Most Rush SLP applicants submit three letters of recommendation. At least one should come from a faculty member with direct knowledge of the applicant's academic abilities, and at least one should come from a supervising SLP who observed the applicant during undergraduate hours. Character references alone are generally insufficient for competitive applications.
The curriculum at Rush University's Communication Disorders and Sciences program is structured to move students from foundational knowledge to advanced clinical application across four consecutive semesters, with most students completing the degree in 24 months of full-time study. Year one concentrates on building the science base: courses in speech acoustics, neuroanatomy and physiology of speech and swallowing, child language development, articulation and phonological disorders, and research methods form the academic backbone of the first year. Concurrently, students begin supervised clinical practicum in the university's on-campus clinic under the direct supervision of licensed, ASHA-certified clinical supervisors.

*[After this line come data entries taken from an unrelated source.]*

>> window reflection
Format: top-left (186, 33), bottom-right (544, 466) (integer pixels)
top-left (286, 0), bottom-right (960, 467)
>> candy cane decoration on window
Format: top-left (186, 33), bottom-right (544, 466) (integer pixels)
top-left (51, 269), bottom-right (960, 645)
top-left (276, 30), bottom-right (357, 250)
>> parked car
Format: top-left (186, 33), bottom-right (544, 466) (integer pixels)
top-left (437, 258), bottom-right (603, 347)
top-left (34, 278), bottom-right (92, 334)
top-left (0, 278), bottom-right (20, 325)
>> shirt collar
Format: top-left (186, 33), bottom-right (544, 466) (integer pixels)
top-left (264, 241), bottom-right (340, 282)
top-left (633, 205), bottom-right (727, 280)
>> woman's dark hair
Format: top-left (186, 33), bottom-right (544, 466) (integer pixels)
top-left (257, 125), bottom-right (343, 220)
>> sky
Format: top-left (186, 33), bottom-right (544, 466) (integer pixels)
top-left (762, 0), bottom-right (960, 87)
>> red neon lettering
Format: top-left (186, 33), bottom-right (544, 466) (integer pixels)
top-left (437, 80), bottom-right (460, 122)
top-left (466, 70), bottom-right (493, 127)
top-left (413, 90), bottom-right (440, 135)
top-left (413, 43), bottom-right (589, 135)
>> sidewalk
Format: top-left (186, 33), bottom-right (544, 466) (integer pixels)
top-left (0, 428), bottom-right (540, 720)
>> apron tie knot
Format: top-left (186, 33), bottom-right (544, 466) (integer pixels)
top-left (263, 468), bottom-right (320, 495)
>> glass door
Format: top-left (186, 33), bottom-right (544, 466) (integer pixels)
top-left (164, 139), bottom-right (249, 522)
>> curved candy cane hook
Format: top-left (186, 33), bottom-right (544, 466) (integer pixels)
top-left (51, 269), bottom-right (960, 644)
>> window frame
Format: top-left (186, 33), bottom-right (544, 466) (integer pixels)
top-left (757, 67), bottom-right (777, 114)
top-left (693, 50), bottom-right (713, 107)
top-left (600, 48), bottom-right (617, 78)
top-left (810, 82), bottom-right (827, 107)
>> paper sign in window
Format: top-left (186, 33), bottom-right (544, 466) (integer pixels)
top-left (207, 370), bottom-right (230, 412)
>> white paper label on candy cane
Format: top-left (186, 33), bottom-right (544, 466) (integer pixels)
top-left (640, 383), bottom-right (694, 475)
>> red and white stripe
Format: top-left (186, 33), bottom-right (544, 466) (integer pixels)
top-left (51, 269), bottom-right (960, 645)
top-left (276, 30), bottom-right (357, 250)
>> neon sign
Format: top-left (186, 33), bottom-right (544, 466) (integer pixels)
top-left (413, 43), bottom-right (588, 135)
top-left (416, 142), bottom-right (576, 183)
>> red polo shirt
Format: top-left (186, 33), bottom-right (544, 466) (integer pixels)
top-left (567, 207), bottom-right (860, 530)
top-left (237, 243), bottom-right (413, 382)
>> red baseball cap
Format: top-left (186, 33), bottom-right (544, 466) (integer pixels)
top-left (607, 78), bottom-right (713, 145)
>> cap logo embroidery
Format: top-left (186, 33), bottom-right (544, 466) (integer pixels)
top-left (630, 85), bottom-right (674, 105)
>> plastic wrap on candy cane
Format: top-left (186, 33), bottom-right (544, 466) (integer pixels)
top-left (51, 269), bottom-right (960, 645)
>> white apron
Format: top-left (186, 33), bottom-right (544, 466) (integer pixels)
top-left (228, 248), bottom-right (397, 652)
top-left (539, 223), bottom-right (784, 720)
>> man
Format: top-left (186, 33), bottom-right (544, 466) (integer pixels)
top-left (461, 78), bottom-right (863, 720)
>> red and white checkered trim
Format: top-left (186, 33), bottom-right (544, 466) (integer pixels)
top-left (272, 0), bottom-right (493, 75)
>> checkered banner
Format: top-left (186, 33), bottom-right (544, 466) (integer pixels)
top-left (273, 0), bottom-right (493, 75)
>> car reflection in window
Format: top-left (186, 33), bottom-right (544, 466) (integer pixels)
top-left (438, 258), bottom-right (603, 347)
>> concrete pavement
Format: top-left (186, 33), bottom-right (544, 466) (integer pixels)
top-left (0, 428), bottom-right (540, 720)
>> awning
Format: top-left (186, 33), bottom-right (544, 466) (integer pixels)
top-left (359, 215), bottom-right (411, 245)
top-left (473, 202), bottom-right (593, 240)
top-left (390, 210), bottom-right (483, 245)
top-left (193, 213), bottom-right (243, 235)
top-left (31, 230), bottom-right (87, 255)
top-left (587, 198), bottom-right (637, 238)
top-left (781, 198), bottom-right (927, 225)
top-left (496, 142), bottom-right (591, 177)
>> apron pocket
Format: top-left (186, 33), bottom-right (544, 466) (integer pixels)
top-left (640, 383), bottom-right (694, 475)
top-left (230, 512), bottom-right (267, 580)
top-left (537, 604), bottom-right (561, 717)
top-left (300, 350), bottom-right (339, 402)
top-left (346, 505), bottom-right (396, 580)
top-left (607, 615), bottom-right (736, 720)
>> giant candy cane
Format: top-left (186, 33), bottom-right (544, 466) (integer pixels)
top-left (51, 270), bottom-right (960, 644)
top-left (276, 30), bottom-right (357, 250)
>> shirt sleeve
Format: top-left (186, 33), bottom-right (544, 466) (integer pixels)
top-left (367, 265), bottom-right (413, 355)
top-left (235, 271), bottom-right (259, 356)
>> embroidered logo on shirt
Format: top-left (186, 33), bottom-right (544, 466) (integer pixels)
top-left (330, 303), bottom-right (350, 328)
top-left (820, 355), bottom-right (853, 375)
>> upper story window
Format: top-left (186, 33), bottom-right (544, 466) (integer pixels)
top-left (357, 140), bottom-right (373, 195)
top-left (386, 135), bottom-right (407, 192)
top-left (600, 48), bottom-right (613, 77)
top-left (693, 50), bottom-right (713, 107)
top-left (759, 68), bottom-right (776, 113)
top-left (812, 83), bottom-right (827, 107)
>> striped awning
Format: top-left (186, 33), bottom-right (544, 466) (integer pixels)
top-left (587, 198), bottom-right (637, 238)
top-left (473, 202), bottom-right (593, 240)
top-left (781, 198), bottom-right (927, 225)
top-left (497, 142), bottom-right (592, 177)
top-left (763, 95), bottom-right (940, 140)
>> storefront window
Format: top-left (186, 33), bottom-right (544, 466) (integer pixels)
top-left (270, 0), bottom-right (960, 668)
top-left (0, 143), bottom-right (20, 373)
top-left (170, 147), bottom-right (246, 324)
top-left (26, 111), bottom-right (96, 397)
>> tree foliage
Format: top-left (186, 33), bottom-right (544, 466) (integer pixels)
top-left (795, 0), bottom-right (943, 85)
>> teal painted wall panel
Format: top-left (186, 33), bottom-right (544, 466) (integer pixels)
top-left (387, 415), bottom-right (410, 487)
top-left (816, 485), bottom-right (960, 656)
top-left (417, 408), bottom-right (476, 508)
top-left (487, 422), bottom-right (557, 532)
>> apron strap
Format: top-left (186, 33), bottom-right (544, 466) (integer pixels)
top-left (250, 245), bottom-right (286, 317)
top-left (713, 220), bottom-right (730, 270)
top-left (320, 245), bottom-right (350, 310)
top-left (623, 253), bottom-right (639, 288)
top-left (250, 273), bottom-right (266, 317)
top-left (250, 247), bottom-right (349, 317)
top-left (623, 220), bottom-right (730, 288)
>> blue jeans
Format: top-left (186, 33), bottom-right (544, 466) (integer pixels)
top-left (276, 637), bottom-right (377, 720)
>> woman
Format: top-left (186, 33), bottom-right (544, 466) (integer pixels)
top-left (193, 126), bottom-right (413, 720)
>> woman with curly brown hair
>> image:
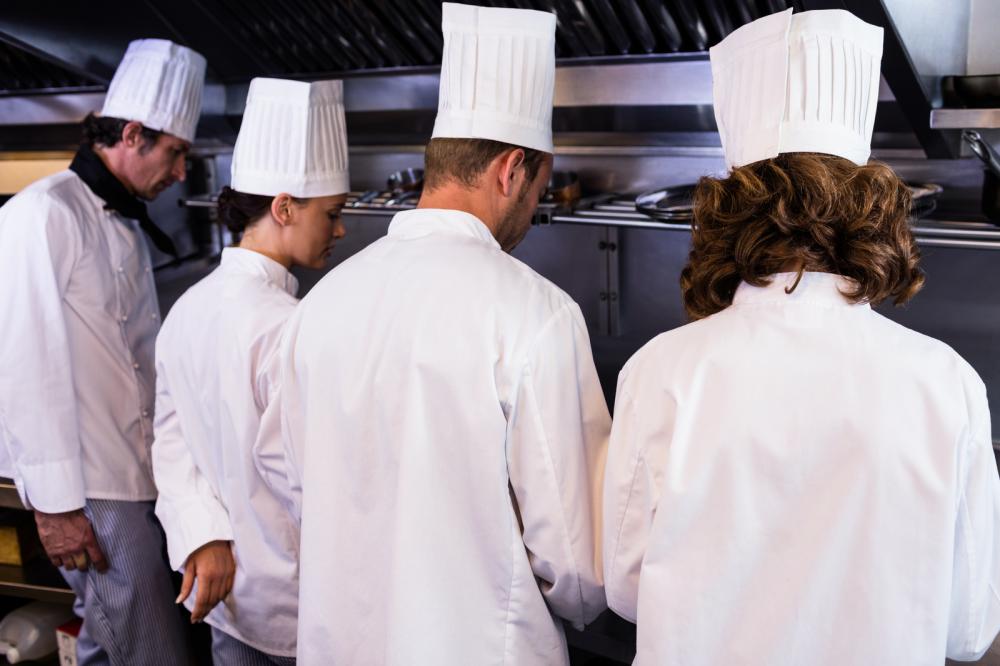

Second-year coursework shifts toward advanced clinical practice and specialty areas. Students take seminars in acquired neurogenic communication disorders โ covering aphasia, dysarthria, apraxia of speech, and traumatic brain injury communication deficits โ as well as courses in voice disorders, fluency disorders, augmentative and alternative communication (AAC), and dysphagia evaluation and treatment. The Rush medical center affiliation means that dysphagia coursework is paired with clinical rotations involving modified barium swallow studies, fiberoptic endoscopic evaluation of swallowing (FEES), and direct collaboration with gastroenterology and pulmonology teams, which is a training advantage most university-only programs cannot offer.
Clinical clock hours are tracked meticulously throughout the program in compliance with ASHA's current standards, which require a minimum of 400 supervised clinical hours for clinical certification. Rush students typically accumulate hours across a range of placement sites that may include inpatient acute care units within Rush University Medical Center, outpatient rehabilitation clinics, early intervention programs, school-based settings, and long-term care facilities. This multi-setting exposure is intentional: it prepares graduates to be flexible, well-rounded clinicians who can transition fluidly between the medical and educational service delivery models that define SLP practice in the United States.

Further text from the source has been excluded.